The way we handle remote advocacy at Poll Everywhere is by having each remote join a video conference with their webcam turned off. When someone remote wishes to speak, they simply switch their webcam on. The remote advocate sees this and announces, “Jeff has something to add,” when appropriate. Having everyone keep their webcam off by default also saves bandwidth and is less distracting for all attendees.
18. Delegate timeboxing and choose a playful audio cue
Moderating a panel discussion can be just as tough as participating. You need to constantly ask yourself, ‘What’s the purpose of this event? Is the current discussion working towards that goal? Should I intervene or call on someone else?’ and so on. The more tasks you can delegate, the more focused – and effective – you will be.
A simple task all moderators should delegate is timeboxing.
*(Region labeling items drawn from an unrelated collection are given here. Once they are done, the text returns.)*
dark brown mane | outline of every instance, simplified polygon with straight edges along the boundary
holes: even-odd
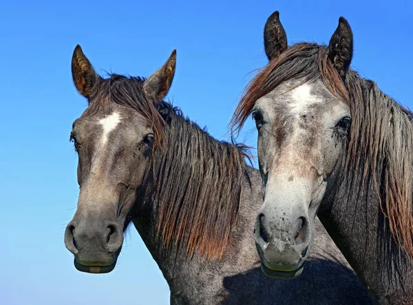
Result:
[[[130,107],[152,123],[154,147],[159,146],[163,138],[164,121],[153,103],[145,95],[142,87],[145,78],[118,74],[109,74],[109,76],[101,78],[96,85],[95,94],[89,98],[89,107],[85,114],[93,115],[98,111],[109,114],[112,103]]]
[[[301,43],[288,48],[251,80],[232,118],[231,130],[240,130],[260,98],[290,79],[321,79],[349,105],[352,125],[345,171],[362,181],[372,178],[392,235],[413,257],[412,112],[352,70],[343,83],[326,46]]]
[[[190,256],[220,259],[237,218],[245,147],[214,139],[169,103],[158,111],[167,122],[153,159],[160,236],[183,243]]]

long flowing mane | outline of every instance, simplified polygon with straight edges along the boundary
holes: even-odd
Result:
[[[197,251],[208,260],[221,258],[231,244],[247,149],[214,139],[168,103],[156,106],[145,97],[144,81],[118,74],[101,78],[85,115],[109,114],[115,103],[152,122],[159,236],[167,245],[186,244],[189,255]]]
[[[246,176],[246,147],[211,137],[167,103],[165,145],[153,156],[158,232],[168,244],[182,241],[188,255],[221,258],[231,246]]]
[[[352,70],[343,82],[327,47],[300,43],[271,61],[247,85],[230,128],[240,130],[260,98],[294,78],[321,79],[349,105],[346,173],[363,182],[372,178],[390,232],[413,257],[413,114]]]

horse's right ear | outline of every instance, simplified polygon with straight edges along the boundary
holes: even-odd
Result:
[[[339,19],[339,25],[330,39],[328,58],[339,74],[344,78],[352,59],[353,36],[351,28],[343,17]]]
[[[176,50],[174,50],[167,62],[143,83],[145,93],[154,103],[162,101],[168,94],[175,75],[176,66]]]
[[[264,45],[268,61],[277,57],[288,48],[287,35],[279,21],[278,11],[274,12],[265,23]]]
[[[74,48],[72,57],[72,77],[77,90],[87,98],[92,96],[95,85],[99,82],[98,75],[79,45]]]

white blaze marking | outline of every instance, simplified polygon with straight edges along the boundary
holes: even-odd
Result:
[[[293,98],[290,105],[298,115],[306,105],[319,102],[317,96],[311,94],[311,87],[307,83],[294,88],[291,90],[291,95]]]
[[[116,127],[119,122],[120,122],[120,116],[118,112],[114,112],[111,115],[99,120],[99,124],[103,127],[102,145],[106,143],[109,134]]]

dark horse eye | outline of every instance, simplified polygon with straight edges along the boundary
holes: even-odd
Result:
[[[336,127],[341,128],[344,132],[347,132],[350,128],[350,124],[351,123],[351,119],[348,116],[346,116],[337,123]]]
[[[74,136],[73,134],[70,134],[70,142],[73,142],[73,144],[74,145],[74,150],[77,151],[80,145],[76,139],[76,136]]]
[[[152,144],[155,140],[155,136],[153,134],[147,134],[143,139],[143,143],[145,144]]]
[[[254,110],[253,112],[253,118],[255,120],[255,125],[257,126],[257,129],[260,129],[262,127],[263,124],[263,118],[262,115],[260,112],[257,110]]]

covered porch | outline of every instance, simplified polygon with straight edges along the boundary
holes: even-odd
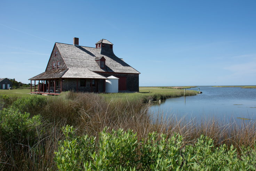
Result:
[[[47,80],[30,80],[30,93],[38,94],[59,95],[62,91],[62,82],[61,78]],[[34,85],[32,88],[33,83]]]

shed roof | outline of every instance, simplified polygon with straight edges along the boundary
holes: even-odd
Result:
[[[113,43],[112,43],[111,42],[107,40],[106,39],[101,39],[98,42],[96,43],[95,44],[97,44],[98,43],[106,43],[106,44],[113,44]]]
[[[70,68],[62,78],[84,78],[106,79],[105,76],[84,68]]]
[[[47,71],[29,79],[29,80],[33,80],[61,78],[68,70],[68,68],[65,68]]]
[[[114,76],[113,76],[113,75],[111,75],[111,76],[109,76],[107,78],[108,79],[119,79],[117,77],[115,77]]]

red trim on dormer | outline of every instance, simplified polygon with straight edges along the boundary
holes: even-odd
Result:
[[[55,66],[56,65],[56,64],[55,62],[53,62],[53,64],[52,64],[52,69],[53,69],[53,70],[55,69]]]
[[[58,65],[58,62],[59,63],[59,65]],[[57,61],[57,62],[56,63],[57,64],[57,69],[59,69],[59,61],[58,60]]]

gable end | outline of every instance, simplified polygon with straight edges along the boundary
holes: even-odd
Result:
[[[45,71],[65,68],[67,68],[67,66],[55,43],[48,61]]]

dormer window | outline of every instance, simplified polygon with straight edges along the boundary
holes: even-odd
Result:
[[[101,60],[101,68],[105,68],[105,62]]]
[[[106,59],[103,56],[96,57],[95,60],[98,64],[100,68],[102,69],[105,69],[106,67]]]

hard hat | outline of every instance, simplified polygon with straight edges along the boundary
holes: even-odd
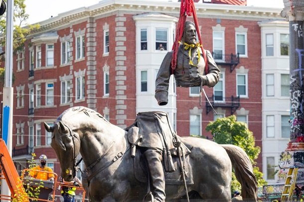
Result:
[[[47,157],[44,154],[42,154],[39,157],[39,160],[42,160],[43,161],[46,161],[47,160]]]

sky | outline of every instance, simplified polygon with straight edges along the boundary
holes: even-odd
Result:
[[[100,0],[25,0],[26,11],[29,14],[27,22],[32,24],[40,22],[68,10],[94,5]],[[247,6],[281,8],[284,7],[283,0],[247,0]]]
During Poll Everywhere’s regular planning meetings, we have an employee who delights in hitting a huge gong whenever someone exceeds their 90-second allotment. Choosing a cutoff sound or ritual that’s playful makes it feel more like a reminder, and less like a reprimand. It can actually build positive anticipation in the audience, which encourages contribution.
Jeff Vyduna, CEO
19. Create a S.T.A.R. moment for key information
If you want the audience to remember one thing from your presentation, then you need to spend an outsized amount of time on a single moment. That’s your S.T.A.R. moment. S.T.A.R. stands for Something They’ll Always Remember. It could be an unusual prop or emotional story – anything that breaks from the norm of your presentation and grabs the audience’s attention.
This concept was created by Nancy Duarte, founder and CEO of Duarte Designs. She helped Al Gore design his presentation for An Inconvenient Truth, which included a literal off-the-chart S.T.A.R. moment. In the film, Gore uses a machine to lift himself up above a chart showing global carbon dioxide concentration to illustrate how unnaturally high that concentration could get in the next 50 years. It’s a visually impactful way to drive home that piece of information.
20. Alter your presentation style every three minutes
Cognitive neuroscientist Dr. Carmen Simon suggests that presenters change their presentation every three minutes.
She calls this a “cut,” like cutting between shots in a movie. Variation is exciting. People will normalize experiences without variation. That’s why, when someone asks you to describe your favorite part of a boring movie, you say, “I dunno, it all ran together.”
You don’t want your presentation to “run together.” You want it to stand out clearly so that people remember – and act upon – what you said. This brings us back to “cuts.” A cut is a simple transition from one presentation style – lecturing, Q&A – to another. It mixes things up, thereby making each section feel more distinct.